According to internal calculations put to Rio’s board, pricing a rights offer at a point where minority shareholders were unlikely to take up their entitlements — allowing Rio hit 90 per cent control and buy them out on a compulsory basis — would save the company up to $210m.
“Underwriting a $500m entitlement offer where 20 per cent of shareholders participate would cost Rio Tinto $400m, but underwriting a $500m entitlement offer where Rio Tinto exceeds 90 per cent and proceeds to compulsory acquisition would cost Rio Tinto $289m (given the deductibility of rehabilitation expenditure),” the Takeovers Panel said.

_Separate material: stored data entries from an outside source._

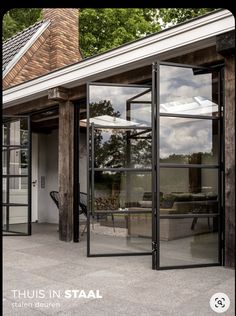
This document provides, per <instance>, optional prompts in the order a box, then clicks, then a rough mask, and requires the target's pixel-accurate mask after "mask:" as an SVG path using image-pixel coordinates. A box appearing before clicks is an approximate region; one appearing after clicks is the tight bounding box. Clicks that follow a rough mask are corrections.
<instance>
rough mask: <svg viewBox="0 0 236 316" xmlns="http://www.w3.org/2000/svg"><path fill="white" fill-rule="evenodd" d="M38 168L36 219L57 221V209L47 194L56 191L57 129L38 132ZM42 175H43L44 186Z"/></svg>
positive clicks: (52, 222) (57, 183)
mask: <svg viewBox="0 0 236 316" xmlns="http://www.w3.org/2000/svg"><path fill="white" fill-rule="evenodd" d="M38 168H39V169H38V176H39V187H38V203H39V204H38V217H39V218H38V221H39V222H40V223H44V222H46V223H58V221H59V216H58V209H57V207H56V205H55V204H54V202H53V200H52V199H51V197H50V195H49V193H50V191H58V130H54V131H53V132H52V133H51V134H47V135H44V134H39V166H38ZM42 177H45V187H43V181H42V180H43V179H42Z"/></svg>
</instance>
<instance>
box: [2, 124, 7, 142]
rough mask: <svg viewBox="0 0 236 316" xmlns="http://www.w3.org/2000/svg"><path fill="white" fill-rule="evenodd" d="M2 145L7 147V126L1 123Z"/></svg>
mask: <svg viewBox="0 0 236 316" xmlns="http://www.w3.org/2000/svg"><path fill="white" fill-rule="evenodd" d="M2 144H3V145H7V124H6V123H2Z"/></svg>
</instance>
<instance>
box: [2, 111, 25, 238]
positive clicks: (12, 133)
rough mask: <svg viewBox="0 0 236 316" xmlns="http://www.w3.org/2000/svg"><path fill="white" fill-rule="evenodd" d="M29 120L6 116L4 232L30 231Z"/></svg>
mask: <svg viewBox="0 0 236 316" xmlns="http://www.w3.org/2000/svg"><path fill="white" fill-rule="evenodd" d="M29 128H30V121H29V118H28V117H16V116H15V117H7V116H4V117H3V124H2V129H3V134H4V144H3V147H2V156H3V170H2V171H3V172H2V173H3V186H2V196H3V205H2V212H3V225H2V229H3V235H29V234H31V220H30V218H31V207H30V199H31V198H30V194H31V182H30V170H31V168H30V130H29Z"/></svg>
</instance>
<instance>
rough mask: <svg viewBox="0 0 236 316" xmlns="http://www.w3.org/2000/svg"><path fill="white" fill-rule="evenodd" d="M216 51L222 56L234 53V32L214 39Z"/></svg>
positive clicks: (228, 32) (234, 37)
mask: <svg viewBox="0 0 236 316" xmlns="http://www.w3.org/2000/svg"><path fill="white" fill-rule="evenodd" d="M216 51H217V53H219V54H221V55H222V56H228V55H230V54H234V52H235V31H230V32H226V33H224V34H220V35H218V36H217V37H216Z"/></svg>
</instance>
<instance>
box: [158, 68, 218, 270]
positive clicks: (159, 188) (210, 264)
mask: <svg viewBox="0 0 236 316" xmlns="http://www.w3.org/2000/svg"><path fill="white" fill-rule="evenodd" d="M155 67H156V78H155V83H156V87H155V90H156V100H157V102H156V104H157V105H156V109H157V122H156V124H157V155H156V164H157V178H156V179H157V181H156V188H157V195H156V198H157V200H156V203H157V204H156V205H157V208H156V215H157V216H156V218H155V221H154V226H155V236H154V244H155V247H154V252H153V263H154V264H153V267H154V268H156V269H167V268H178V267H193V266H205V265H206V266H207V265H217V264H221V260H222V232H221V220H220V219H221V212H222V209H223V208H222V196H221V194H222V193H221V192H222V191H221V186H222V176H221V173H222V171H221V165H222V155H221V135H220V130H221V104H220V102H221V100H220V91H219V83H220V75H219V74H220V73H219V72H218V71H212V70H210V69H206V68H196V67H191V66H185V65H178V64H167V63H160V64H156V65H155Z"/></svg>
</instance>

“An acquisition of minorities at a 100 per cent premium and funding of the rehabilitation expenditure would cost Rio Tinto $364m.”
Rio denied offering the rights issue as the only way it would fund ERA’s rehabilitation costs at Ranger because it wanted to win full control of the company, saying its offer was purely about the best way to fund the clean-up and “there is no hidden agenda or secret conspiracy to be uncovered or inferred”.
But the Takeovers Panel said it was “prepared to infer from the materials as a whole that Rio Tinto sought to consolidate control and acquire ERA”.
And its advisers suggested Rio ramp up the pressure on ERA to get the capital raising done fast, before the federal government forced the company to lock up some of its remaining cash in Commonwealth security deposits which Rio would not then be able to access.
“On 8 August 2019, Rio Tinto’s financial adviser produced a presentation in respect of rights issue timing considerations, which noted that ‘following [ERA]’s acceptance that a rights issue is the only viable transaction structure that Rio Tinto is willing to support, it is now important to exert reasonable pressure on [ERA] to ensure the transaction is brought to a conclusion,” the panel said.
The presentation also contained a number of different strategies of “increasing pressure, aggression and risk” to get the transaction done, the panel said.
Rio has been approached for comment.
The Takeovers Panel’s initial decision on December 11 barred Rio Tinto from using the compulsory acquisition powers included in the Corporations Act to mop up minority shareholders.
A review panel overturned that aspect of the initial ruling on January 20. The review panel is yet to publish the reasons for its decision.
Rio Tinto chief executive Energy and Minerals Bold Baatar said: “We note the Review Panel’s decision and will take the necessary steps to comply with the orders that concern Rio Tinto. “Rio Tinto remains committed to fully subscribing to and underwriting the entitlement offer, in the absence of any other commercially viable solution being available to ERA, ensuring it has the funds it needs to meet its current rehabilitation obligations for the Ranger Project Area.”